Breast Surgery Complications
First
and foremost there could be an allergic reaction to the anesthetic. General is
considered to be more risky yet any anesthetic could bring on a negative
reaction. Although extremely rare, it is possible to bleed post-operatively
resulting in another surgery to control and drain the collected blood. Another
possibility is hematoma (a collection of clotted blood), seroma (a collection
of the watery portion of the blood) and thrombosis (abnormal clotting).
Loss
of sensitivity is common, although temporary. Permanent sensation loss in the
areola (nipple) area or breasts, in general, can and may happen. There is also
a risk of excessive scarring or inner scar tissue. Also, you must have more
views (films) taken when having a mammogram if you have breast implants -
especially overs.
There
is also a risk of calcifications - especially when there is a definite, thick
capsule around the implant. And galactorrhea, which is when you start producing
breast milk, is also a complication. This is usually remedied on its own and
may stop spontaneously although some cases may need medication or implant
removal. Although very rare, it is worth mentioning, full disclosure is the key
to an informed consent.
Breast
tissue atrophy (loss, shrinking) is a possibility. According to the FDA,
"the pressure of the breast implant may cause the breast tissue to thin
and shrink. This can occur while implants are still in place or following
implant removal without replacement".
Necrosis
(death) of the breast tissue, breast envelope and or incision line can happen.
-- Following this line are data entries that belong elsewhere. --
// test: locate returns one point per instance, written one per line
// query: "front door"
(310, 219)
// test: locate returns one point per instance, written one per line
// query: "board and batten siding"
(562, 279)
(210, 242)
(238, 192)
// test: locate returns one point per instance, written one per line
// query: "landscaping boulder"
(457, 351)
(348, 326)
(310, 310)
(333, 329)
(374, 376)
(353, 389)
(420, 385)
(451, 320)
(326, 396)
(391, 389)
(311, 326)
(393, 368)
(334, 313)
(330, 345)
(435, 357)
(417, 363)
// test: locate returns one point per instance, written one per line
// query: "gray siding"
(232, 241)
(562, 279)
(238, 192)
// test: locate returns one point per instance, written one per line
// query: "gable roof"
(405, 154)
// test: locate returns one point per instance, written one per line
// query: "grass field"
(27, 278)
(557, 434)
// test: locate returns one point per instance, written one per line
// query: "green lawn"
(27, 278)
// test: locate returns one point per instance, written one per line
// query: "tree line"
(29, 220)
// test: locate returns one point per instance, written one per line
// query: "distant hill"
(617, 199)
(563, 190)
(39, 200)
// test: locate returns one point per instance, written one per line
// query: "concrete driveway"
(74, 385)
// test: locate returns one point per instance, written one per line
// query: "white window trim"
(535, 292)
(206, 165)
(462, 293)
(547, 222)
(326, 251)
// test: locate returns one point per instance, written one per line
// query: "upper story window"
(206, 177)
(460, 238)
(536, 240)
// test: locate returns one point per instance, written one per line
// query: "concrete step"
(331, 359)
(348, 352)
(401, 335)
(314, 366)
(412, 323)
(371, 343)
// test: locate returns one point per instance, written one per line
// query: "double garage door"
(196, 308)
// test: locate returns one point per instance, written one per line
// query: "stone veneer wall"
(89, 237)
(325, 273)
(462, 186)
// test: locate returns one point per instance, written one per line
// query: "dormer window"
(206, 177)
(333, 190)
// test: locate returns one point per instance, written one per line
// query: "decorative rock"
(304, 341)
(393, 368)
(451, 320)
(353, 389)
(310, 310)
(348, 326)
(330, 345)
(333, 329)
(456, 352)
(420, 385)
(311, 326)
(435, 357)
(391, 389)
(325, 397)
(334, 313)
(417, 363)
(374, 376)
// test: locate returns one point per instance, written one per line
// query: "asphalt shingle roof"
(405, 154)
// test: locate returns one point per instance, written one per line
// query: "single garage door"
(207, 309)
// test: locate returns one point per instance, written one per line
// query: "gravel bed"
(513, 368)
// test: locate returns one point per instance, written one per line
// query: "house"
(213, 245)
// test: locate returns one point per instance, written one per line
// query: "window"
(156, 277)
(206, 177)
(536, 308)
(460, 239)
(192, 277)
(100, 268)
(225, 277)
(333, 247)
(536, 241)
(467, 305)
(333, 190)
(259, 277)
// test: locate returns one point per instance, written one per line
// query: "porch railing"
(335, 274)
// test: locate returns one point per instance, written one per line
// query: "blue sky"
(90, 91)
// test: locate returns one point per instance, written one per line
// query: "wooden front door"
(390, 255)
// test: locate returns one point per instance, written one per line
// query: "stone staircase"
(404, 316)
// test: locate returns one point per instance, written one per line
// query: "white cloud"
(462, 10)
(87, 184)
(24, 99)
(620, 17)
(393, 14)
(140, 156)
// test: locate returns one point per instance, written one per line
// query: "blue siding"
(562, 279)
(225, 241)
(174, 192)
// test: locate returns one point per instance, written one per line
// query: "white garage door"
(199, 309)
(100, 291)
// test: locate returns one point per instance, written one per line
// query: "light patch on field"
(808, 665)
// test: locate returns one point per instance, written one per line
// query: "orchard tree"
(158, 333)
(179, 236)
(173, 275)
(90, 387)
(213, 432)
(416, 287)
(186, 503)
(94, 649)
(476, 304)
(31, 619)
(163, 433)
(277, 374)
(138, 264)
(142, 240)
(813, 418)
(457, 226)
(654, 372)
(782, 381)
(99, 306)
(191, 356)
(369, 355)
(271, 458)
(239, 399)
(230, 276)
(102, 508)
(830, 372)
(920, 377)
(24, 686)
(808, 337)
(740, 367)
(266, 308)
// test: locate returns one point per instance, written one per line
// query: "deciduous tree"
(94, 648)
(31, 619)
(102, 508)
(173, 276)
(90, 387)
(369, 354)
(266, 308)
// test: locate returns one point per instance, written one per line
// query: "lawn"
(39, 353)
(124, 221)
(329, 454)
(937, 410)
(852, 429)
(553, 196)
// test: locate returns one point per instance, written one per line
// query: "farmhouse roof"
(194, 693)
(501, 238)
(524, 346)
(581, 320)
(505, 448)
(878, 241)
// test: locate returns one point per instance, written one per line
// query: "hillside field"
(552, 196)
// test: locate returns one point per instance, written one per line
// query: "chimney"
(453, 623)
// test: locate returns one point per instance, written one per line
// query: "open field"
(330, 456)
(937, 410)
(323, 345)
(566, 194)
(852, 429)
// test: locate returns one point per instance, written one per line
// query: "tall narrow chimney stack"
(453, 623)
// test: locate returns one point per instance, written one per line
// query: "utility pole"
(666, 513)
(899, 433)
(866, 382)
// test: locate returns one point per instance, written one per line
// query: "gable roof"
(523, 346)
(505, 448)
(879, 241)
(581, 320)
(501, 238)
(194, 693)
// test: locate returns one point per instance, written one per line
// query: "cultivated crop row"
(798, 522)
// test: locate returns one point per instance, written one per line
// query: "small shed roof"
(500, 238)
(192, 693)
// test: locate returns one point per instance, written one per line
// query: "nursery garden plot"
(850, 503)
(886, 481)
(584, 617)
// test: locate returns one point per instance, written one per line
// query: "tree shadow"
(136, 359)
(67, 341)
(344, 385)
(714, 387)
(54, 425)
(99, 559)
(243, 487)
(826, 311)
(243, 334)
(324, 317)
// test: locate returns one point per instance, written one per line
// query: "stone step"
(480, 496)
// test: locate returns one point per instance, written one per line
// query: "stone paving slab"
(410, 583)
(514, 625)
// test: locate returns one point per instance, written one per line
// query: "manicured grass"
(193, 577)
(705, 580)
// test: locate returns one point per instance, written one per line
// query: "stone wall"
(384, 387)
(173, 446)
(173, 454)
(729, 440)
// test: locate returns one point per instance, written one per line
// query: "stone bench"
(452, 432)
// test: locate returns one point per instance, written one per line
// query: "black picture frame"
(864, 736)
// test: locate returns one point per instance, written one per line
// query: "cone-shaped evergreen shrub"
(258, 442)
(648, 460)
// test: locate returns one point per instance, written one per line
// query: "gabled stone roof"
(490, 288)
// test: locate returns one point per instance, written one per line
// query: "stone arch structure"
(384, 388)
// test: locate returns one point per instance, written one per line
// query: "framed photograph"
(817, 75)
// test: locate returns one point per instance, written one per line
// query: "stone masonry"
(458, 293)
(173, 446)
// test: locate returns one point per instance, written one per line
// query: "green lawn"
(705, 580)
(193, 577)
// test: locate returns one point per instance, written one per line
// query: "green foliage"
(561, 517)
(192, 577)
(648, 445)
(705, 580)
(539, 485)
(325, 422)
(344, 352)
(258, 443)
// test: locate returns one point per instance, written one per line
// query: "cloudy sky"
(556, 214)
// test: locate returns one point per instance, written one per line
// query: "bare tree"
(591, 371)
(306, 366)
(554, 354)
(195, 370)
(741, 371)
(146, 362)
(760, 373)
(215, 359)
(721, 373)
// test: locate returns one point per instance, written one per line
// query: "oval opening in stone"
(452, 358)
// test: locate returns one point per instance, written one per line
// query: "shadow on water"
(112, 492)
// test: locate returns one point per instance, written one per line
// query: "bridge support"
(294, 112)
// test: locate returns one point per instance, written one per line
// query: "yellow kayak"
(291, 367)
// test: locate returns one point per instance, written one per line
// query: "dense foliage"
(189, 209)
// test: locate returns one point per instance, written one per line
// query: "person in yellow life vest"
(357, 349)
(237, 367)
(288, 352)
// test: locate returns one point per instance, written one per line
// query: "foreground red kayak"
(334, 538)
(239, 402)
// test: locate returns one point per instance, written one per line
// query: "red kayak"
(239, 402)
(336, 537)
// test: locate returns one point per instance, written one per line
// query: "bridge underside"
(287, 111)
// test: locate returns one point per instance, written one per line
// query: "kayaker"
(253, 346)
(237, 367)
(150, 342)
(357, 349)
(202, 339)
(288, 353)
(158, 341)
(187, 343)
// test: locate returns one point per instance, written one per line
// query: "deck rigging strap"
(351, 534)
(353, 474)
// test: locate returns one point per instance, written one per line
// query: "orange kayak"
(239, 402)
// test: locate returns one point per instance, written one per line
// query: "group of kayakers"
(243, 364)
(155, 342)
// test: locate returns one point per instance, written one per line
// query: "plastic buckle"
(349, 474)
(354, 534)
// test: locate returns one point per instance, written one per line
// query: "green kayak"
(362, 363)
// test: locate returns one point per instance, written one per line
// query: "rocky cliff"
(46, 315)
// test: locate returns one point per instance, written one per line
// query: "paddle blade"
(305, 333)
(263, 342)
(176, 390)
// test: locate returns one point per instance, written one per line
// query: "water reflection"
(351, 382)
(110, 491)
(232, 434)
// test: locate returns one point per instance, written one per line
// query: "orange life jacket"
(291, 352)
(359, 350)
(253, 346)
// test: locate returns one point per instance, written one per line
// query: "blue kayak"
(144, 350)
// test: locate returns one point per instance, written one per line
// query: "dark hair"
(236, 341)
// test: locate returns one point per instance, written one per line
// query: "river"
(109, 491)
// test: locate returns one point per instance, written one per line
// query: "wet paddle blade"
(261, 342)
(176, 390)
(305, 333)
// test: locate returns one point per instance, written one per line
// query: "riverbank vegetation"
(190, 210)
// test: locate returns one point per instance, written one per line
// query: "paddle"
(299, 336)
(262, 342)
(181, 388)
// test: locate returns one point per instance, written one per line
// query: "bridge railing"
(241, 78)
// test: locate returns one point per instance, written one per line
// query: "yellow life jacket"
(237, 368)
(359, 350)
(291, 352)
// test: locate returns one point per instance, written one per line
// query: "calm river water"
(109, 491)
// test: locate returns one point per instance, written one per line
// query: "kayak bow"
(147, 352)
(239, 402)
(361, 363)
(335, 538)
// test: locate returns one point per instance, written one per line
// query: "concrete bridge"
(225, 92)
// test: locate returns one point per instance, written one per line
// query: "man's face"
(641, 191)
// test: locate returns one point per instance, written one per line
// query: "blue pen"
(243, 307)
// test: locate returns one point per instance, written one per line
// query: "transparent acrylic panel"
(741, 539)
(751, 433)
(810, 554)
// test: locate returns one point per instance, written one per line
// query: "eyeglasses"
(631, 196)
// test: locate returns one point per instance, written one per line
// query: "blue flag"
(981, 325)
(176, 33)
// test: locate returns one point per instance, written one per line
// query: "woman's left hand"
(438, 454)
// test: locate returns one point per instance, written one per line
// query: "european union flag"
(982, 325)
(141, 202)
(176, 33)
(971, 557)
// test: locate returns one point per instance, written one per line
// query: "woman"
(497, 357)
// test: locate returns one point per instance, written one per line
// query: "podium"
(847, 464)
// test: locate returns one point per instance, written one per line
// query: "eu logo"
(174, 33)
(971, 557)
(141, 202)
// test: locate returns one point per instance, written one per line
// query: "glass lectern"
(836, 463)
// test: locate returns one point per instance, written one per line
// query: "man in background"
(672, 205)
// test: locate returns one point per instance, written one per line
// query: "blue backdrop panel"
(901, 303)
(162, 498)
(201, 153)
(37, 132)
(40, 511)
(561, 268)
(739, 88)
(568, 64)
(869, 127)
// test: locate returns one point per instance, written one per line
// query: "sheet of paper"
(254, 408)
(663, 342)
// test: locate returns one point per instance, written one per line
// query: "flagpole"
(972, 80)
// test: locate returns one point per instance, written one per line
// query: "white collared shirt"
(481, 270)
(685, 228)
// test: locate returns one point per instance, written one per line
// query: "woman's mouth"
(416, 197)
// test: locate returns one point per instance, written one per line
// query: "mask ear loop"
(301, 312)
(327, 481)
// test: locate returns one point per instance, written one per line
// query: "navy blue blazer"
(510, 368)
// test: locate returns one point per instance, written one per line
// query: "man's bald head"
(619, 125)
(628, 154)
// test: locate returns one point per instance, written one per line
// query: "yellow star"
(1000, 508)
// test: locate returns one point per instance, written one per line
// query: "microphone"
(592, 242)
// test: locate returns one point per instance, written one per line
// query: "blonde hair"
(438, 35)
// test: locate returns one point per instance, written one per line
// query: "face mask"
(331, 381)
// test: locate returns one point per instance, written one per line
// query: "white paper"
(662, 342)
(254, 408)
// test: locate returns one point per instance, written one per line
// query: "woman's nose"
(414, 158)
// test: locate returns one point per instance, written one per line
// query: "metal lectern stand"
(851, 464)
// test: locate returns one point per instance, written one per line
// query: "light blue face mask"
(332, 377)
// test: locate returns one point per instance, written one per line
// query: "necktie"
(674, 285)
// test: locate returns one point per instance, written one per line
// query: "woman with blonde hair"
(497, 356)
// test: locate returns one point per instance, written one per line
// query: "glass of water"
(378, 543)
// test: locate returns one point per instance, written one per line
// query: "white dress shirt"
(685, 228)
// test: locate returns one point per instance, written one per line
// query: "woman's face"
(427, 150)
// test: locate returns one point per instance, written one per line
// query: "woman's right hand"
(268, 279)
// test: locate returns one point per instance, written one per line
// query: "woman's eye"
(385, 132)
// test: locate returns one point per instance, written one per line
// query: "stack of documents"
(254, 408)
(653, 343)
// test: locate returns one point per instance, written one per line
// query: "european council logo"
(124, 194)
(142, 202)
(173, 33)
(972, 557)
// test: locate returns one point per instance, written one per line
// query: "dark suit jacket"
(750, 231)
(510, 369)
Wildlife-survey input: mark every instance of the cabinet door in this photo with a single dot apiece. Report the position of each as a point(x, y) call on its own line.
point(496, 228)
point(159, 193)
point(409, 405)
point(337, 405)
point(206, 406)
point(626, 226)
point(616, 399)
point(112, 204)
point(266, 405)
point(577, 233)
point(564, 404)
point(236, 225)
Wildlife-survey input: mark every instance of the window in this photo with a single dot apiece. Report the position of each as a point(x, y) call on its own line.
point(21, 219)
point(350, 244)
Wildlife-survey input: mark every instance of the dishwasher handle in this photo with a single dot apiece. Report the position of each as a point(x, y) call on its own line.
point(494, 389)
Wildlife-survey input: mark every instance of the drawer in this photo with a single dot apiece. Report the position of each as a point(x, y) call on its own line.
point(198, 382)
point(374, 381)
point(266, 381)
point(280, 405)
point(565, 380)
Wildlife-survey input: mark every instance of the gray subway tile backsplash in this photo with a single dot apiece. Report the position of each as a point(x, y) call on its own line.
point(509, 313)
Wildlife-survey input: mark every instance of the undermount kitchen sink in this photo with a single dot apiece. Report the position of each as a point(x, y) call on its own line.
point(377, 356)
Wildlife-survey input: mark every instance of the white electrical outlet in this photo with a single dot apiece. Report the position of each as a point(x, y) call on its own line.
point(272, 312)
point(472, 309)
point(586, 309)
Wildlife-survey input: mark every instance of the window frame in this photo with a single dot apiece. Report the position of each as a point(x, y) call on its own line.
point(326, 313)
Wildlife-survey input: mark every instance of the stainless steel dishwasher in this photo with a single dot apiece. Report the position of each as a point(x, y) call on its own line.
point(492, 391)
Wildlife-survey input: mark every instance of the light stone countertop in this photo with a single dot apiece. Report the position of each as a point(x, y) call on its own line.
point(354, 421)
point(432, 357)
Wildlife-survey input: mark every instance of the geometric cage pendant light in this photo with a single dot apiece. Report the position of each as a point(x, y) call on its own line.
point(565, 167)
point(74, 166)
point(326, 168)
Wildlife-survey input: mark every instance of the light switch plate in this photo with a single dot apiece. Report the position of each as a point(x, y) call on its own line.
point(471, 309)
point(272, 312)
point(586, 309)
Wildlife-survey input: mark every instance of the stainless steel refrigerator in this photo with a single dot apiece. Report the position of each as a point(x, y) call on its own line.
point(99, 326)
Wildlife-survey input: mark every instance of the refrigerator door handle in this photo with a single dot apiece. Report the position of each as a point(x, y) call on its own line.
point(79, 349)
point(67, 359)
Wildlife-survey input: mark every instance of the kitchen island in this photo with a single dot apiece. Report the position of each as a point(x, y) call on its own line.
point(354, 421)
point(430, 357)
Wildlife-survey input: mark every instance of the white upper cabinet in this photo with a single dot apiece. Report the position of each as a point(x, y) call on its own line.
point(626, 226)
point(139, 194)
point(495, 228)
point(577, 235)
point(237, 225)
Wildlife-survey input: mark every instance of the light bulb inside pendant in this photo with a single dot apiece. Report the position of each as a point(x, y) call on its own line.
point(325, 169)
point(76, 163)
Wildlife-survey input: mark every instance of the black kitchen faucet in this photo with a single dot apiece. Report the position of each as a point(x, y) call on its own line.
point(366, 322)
Although extremely rare. The chances of necrosis are increased after
radioactive/chemotherapy treatment, if you smoke and have poor circulation, or
have temperatetherapy or cryotherapy post-operatively.
Extrusion
is also an extremely rare occurrence but a scary possibility. Extrusion of the
implant is where your body rejects the prosthesis and pushes it out of the
skin, like when a piercing is pushed out or like when a thorn or splinter is
pushed from the body. Then the implant may become visible under the skin and
must be removed before it breaks through resulting in possibly an infection and
definite major scarring.
Infection:
You could develop a post-operative infection and need to have the implant
removed, the infection dealt with and still have to wait for several months
before an additional surgery can be performed to re-implant. Infections usually
occur with the first 4 to 6 weeks. Some possible infections and a more common
one being Staphylococcus, or simply Staph.